“The Golden Spoon” - Jessa Maxwell
🥧I really wanted to enjoy this one! Touted as a “Great British Bakeoff meets Clue,” I thought “what’s not to love?!”. The mystery is dangled tantalizingly before the reader in the first chapter, and then for some reason, it is set aside in favor of minutia that hardly seems relevant.
🥧 A GBB-style baking competition is filmed at a sprawling Vermont estate. I felt this was promising: a remote, Gothic-style manse, a limited cast of suspects present, a dark and stormy night … TGS had all the makings of an Americanized English country house murder mystery.
🥧 The story is told from POV of show’s host, Betsy Martin, and from that of the 6 competitors.

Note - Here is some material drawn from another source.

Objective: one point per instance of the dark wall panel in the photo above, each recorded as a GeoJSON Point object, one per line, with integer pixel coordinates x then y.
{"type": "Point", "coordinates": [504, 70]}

The audiobook has a large ensemble cast.
🥧 TGS started out with a smattering of background and then to my delight, dove straight into the action (read: dead body). Sadly, the ensuing chapters detailing the hopes/dreams/backstory of the contestants, was a snooze. I read on earnestly assuming Maxwell was planting important Easter eggs.
🥧 Yet another chapter filled with the excruciating details of Stella’s hyper-emotional reactions to literally everything, and I gave up. I had hoped we’d make our way back to what started as an interesting case with a mansion full of secrets and ambitions, but I couldn’t take it anymore.
🥧 I will say that Maxwell expertly captures the milieu of baking competition tv shows, but I came for mystery not pastry. The slow pace comprising of mostly inconsequentially microscopic levels of detail about the contestants, made for a novel that just wasn’t engaging for me.